Film Review: MARY MAGDALENE (UK/USA/Australia 2018) **

Mary Magdalene Poster

The story of Mary Magdalene.


Garth Davis

Comes Easter usually come a slew of Christianity films.  MARY MAGDALENE is one of them that does not have the Christian faith directly as a theme.  Mary Magdalene is one of the women who encountered Jesus of Nazareth in the Bible.

Besides being set in Biblical times and a film that has Jesus as a subject, there are other reasons that might attract moviegoers to MARY MAGDALENE.  The film features two stars Rooney Mara and Joachim Phoenix who normally play shit disturbers – Mara in THE GIRL WITH THE DRAGON TATTOO and Phoenix in INHERENT VICE and YOU WERE NEVER REALLY HERE, now playing a super good Mary and the Son of God, Jesus.

Though Mary is believed by may to be a reformed prostitute, no such mention of this fact is evident i any part of the film.  When the film begins, Mary is seen delivering a bay saving the mothers life before being offered as a bride to a man she does not love.  She declines to continue the typical mother and wife role set in her village of those times.  Mary and  her village are under the rule of King Herod, which the audience is informed is a puppet ruler of the Roans who has beheaded John the Baptist for preaching the Kingdom of God.  The Mary Magdalene character is present in the  4 Gospels of the new Testament that account for the life of Jesus on Earth.  The life of Jesus is in the background in the film with Mary as the protagonist.

The film’s setting is Galilee.   The cinematography is impressive and most of the scenes are spectacular to look at – with the lake in the background (according to the press notes) or sea (according to the Bible).  
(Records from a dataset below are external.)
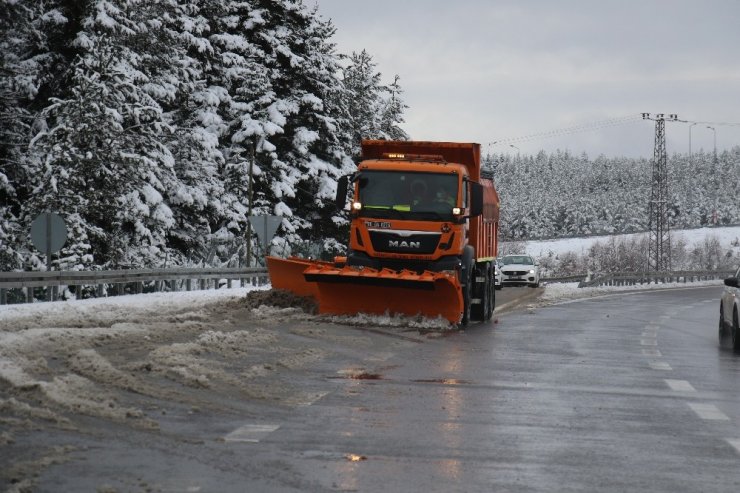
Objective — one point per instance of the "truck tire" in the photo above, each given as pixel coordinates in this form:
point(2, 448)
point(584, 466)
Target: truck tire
point(481, 285)
point(467, 294)
point(492, 303)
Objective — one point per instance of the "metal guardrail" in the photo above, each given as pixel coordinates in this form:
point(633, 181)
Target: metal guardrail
point(634, 278)
point(128, 280)
point(573, 278)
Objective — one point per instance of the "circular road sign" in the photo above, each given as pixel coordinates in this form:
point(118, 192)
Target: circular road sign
point(48, 232)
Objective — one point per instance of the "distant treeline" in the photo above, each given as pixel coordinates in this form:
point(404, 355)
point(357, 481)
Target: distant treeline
point(560, 194)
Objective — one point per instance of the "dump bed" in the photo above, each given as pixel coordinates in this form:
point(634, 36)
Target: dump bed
point(464, 153)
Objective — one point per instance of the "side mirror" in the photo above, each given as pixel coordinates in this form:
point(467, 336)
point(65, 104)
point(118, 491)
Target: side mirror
point(342, 185)
point(476, 199)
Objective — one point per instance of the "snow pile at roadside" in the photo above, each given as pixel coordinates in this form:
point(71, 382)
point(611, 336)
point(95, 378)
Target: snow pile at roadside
point(106, 311)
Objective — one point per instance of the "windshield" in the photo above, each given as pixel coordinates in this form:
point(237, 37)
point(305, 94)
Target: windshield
point(517, 259)
point(408, 195)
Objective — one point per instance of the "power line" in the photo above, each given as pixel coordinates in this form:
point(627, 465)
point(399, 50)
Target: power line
point(584, 127)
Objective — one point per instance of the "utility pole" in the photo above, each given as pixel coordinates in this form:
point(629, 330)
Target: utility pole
point(659, 246)
point(248, 232)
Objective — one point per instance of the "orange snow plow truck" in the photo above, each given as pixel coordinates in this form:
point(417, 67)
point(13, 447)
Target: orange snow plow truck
point(423, 237)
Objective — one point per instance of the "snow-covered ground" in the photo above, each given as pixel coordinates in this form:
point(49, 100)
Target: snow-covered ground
point(580, 246)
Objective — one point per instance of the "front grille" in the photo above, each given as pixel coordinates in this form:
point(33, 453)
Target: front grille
point(388, 241)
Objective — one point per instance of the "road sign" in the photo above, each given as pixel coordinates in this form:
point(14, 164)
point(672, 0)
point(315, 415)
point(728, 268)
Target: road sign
point(265, 227)
point(48, 233)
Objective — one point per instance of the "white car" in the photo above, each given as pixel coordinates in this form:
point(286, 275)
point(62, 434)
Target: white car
point(520, 270)
point(729, 311)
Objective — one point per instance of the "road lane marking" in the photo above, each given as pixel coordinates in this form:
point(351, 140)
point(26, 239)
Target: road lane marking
point(311, 398)
point(680, 385)
point(708, 412)
point(250, 433)
point(735, 442)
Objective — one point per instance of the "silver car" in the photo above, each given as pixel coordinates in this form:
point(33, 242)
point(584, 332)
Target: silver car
point(729, 308)
point(519, 270)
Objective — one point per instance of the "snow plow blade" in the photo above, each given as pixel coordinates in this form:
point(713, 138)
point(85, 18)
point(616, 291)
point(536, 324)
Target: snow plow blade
point(343, 290)
point(287, 274)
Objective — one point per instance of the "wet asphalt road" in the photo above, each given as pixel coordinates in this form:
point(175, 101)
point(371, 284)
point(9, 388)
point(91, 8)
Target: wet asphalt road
point(620, 393)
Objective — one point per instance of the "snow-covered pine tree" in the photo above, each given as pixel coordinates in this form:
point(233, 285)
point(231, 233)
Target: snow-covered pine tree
point(32, 54)
point(105, 168)
point(375, 111)
point(295, 125)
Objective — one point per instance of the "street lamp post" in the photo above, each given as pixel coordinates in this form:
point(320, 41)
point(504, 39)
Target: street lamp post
point(715, 140)
point(690, 158)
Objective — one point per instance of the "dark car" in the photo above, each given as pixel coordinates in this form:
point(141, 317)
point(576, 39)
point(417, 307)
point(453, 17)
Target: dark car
point(728, 311)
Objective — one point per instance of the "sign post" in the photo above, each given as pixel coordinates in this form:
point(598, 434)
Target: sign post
point(48, 235)
point(265, 227)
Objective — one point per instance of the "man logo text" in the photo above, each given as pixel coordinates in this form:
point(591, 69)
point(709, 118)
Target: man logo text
point(404, 244)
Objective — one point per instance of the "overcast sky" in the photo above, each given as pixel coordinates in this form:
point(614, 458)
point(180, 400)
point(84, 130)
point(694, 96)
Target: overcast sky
point(485, 70)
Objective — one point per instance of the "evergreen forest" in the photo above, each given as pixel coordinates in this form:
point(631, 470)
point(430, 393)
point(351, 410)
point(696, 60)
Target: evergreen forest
point(156, 128)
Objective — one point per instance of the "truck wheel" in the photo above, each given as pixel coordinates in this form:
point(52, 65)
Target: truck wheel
point(467, 292)
point(479, 310)
point(492, 297)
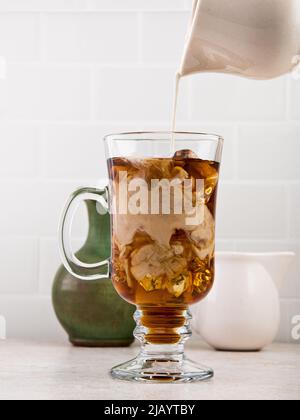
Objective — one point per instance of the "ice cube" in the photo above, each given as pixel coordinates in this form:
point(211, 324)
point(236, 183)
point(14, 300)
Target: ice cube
point(185, 154)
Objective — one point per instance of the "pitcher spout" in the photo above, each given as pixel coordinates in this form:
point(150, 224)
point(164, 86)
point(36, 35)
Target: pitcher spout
point(277, 265)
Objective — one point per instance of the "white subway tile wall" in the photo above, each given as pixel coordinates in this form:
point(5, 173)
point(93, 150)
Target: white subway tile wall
point(75, 70)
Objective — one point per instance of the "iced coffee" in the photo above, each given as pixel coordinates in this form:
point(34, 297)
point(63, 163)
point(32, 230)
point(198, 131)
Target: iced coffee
point(163, 229)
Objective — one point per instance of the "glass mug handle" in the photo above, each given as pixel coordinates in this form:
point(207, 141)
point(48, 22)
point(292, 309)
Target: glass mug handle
point(76, 267)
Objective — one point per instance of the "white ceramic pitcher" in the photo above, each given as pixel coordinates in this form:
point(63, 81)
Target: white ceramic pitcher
point(242, 312)
point(253, 38)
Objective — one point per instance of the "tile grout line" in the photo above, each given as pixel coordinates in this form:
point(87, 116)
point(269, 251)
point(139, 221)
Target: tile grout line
point(43, 35)
point(140, 32)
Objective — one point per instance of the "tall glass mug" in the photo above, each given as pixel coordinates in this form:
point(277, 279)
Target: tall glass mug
point(162, 207)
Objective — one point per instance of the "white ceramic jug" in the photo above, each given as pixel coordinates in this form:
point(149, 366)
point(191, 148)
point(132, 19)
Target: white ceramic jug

MARY MAGDALENE fails for a number of reasons for two main reason – the miscasting and the fact that thesis one boring film.   Whenever Mara appears, despite her angelic face, one can always recall her bad ass roles.  The same can be said for Phoenix only worse.  It is totally laughable when Phoenix as Jesus starts preaching doing good deeds.  Director Davis also sues the film to promote the feminine cause – the role of women in society.  The film drags on with event after event that does not really connect the audience with the narrative.  No one really cares if Mary fall in love or marries her soul mate either.

The film has an eclectic cast that includes Tahar Rah as Judas Iscariot, Tcheky Karyi as Elisha and Chiwetel Ejiofor as Peter, one of Jesus’s disciples (I did not know Peter was black and that Judas was Arab).  One can understand current films striving to be politically correct to further the causes of feminism and racism.

For MARY MAGDALENE – see it for what it is worth, which is not much.  Better to spend your money on Easter eggs!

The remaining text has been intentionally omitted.